Sliding from the saddle, Apium gave the last-placed device a gentle twist at its top, barely able to see it in the pitch-black of night.

And with snow whipping against him, all alone in this bleak vista, with his lungs finally collapsing, he wondered vaguely what, if anything, would be waiting for him on the other side.

*

Behind them, the night sky lit up with an unholy fire.

The ice sheets rocked and lurched and cracked.

The survivors were now close to the longships, where a handful of Jamur sentries stood guard. All of them stood watching this last noble act of Captain Apium Hol.

Nelum realized exactly what had gone on, and silently placed a comforting hand on Brynd’s shoulder. A small gesture, but enough.

Tonight they had witnessed real heroism and who would have thought it would be Apium of all people. Chubby old Apium, more interested in carousing than soldiering?

No time for sentimentality. Brynd muttered a bitter prayer for his dead comrade and gave the command to head south.

FORTY-FOUR

A fresh layer of snow, not that the landscape needed it.

That moment when it had just stopped.

A silence even the air appreciated.

The sun, wherever it was behind all those clouds, was setting – darker and quicker than Dartun had expected. They would make some form of camp here, a cluster of canvas tents pinned to the ice. But what comfort would sleep bring being exposed so far away from solid land?

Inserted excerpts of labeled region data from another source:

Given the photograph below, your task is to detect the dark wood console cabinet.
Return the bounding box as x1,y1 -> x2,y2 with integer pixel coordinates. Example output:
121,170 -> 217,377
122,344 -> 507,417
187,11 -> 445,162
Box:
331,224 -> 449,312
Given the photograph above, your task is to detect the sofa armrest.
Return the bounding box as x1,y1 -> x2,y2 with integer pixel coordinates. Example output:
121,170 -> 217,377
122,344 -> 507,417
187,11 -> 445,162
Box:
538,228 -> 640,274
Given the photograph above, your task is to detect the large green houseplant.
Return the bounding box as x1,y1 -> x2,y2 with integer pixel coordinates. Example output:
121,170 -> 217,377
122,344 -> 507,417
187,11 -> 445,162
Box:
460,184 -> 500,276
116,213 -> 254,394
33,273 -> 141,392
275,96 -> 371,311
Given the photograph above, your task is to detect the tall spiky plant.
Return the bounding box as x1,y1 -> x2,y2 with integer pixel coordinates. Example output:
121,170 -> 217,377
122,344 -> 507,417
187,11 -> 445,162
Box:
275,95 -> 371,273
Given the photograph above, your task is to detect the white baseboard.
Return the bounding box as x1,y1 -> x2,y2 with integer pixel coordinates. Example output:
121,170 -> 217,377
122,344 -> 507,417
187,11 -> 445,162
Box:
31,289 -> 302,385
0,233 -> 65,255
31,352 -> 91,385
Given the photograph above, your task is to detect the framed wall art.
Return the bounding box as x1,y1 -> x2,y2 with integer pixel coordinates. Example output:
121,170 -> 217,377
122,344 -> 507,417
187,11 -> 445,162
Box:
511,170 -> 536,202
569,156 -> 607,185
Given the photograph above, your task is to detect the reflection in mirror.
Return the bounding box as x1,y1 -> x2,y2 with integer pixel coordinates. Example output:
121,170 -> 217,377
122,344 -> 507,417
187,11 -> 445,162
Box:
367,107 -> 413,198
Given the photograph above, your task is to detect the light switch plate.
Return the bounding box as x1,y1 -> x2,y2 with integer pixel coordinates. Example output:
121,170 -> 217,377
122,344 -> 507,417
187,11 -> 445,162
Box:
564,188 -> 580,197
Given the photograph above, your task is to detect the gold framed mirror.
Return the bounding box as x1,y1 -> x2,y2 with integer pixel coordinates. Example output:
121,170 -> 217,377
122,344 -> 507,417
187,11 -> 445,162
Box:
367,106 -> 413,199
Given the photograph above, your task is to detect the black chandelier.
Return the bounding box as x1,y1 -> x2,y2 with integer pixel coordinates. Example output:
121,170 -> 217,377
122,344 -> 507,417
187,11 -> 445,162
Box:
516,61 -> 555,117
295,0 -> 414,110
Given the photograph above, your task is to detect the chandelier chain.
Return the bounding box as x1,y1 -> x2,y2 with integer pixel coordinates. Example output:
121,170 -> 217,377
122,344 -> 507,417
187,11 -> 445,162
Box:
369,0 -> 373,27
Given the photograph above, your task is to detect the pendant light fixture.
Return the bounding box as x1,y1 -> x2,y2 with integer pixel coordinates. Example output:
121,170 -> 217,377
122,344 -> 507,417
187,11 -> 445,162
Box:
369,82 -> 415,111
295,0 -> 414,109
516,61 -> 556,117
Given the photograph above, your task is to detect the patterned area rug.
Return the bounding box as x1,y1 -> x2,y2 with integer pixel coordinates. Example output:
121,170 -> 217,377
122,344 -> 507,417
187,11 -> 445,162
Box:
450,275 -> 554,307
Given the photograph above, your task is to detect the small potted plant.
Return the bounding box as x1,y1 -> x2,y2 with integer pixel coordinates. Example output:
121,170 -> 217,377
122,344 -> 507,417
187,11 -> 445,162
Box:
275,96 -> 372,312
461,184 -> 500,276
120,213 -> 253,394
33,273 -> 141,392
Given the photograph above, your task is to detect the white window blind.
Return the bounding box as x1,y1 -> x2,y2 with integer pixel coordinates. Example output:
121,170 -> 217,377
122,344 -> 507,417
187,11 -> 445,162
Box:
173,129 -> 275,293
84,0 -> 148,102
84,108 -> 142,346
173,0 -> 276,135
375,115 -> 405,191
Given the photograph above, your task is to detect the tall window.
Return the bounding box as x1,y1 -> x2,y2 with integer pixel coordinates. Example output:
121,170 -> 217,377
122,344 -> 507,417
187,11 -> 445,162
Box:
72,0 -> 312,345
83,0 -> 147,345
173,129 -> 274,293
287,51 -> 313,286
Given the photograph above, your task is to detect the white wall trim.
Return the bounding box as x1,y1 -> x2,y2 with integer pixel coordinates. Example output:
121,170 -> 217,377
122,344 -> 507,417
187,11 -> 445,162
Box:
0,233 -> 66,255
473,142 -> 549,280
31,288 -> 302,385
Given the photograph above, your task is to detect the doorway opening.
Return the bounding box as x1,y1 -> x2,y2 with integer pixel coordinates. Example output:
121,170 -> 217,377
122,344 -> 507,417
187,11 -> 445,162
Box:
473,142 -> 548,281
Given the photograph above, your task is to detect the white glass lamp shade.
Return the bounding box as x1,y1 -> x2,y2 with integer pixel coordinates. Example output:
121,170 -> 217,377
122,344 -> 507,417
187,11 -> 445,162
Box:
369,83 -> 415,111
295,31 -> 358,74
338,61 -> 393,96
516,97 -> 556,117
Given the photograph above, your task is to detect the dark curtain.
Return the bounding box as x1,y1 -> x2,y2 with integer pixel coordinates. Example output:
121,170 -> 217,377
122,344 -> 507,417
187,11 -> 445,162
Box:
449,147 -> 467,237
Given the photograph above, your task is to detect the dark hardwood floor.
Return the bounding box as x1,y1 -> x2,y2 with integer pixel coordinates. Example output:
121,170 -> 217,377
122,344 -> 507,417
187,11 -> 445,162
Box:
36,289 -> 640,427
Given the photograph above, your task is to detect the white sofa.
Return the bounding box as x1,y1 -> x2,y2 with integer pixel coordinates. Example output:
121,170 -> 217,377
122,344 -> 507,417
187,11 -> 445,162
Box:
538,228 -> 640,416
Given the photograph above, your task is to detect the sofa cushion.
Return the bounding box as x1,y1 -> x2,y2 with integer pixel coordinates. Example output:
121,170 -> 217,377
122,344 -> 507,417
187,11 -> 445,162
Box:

He looked back at the map, then again regarded the terrain. They had travelled up the western coast without yet engaging with many forms of life. The remoteness appealed to Dartun. Maybe dying didn’t seem to matter so much when he was surrounded by an environment so detached from normal existence – it was like you were halfway there anyway. Dogs barked into the wind. His cultist followers remained dutifully on their sleighs. Dozens of the undead stood motionless, waiting for further instructions.

They were now crossing the ice sheets somewhere to the north-west of Tineag’l. Just a year ago and they would have been walking on water. Instinctively, Dartun knew that he wasn’t far from one of the Realm Gates.

Verain stepped up alongside, placed her hand on his lower back. Thick clothing, a fur hood, and beneath it all she looked so distant. ‘How long, do you think?’

‘Not far. Two hours, maybe three.’

‘Are you getting nervous?’ she asked.

‘Nervous? Why?’

‘I don’t know… because of what we’re discovering. Because we have no idea what to expect on the other side of these gates – if they exist.’

‘They exist,’ he said. ‘They most definitely exist.’

‘So why don’t you feel anything, Dartun? You seem to have switched off your emotions.’

Verain moved to face him directly, placed her hand on his arm in a tender gesture. ‘I no longer know what to make of you. You summon the dead to your side. You drag us all on an expedition to find another world. What am I supposed to make of it? You’ve stopped talking to us – to me. It’s as if the Dartun I knew has died, and you’re not him any more.’

Her words pitter-pattered on, and he tried to ignore them. He was dying: that was the whole point, wasn’t it? But what did she mean, saying that he was already dead? Had he changed so obviously in the face of his sudden mortality?

*

Night, and a small fire had been built on the surface of the ice, transforming his cultists into strange purple silhouettes. The dogs had fallen silent, bedding down alongside the sleds so that the only sound here was of the wind, haunting and isolating. Undead men and women shambled in patrols around the periphery of the camp. Dartun explained his situation to Verain, and repeated his statement to the rest of the Order of the Equinox. He had never been clear about his immortality to them, but was now candid.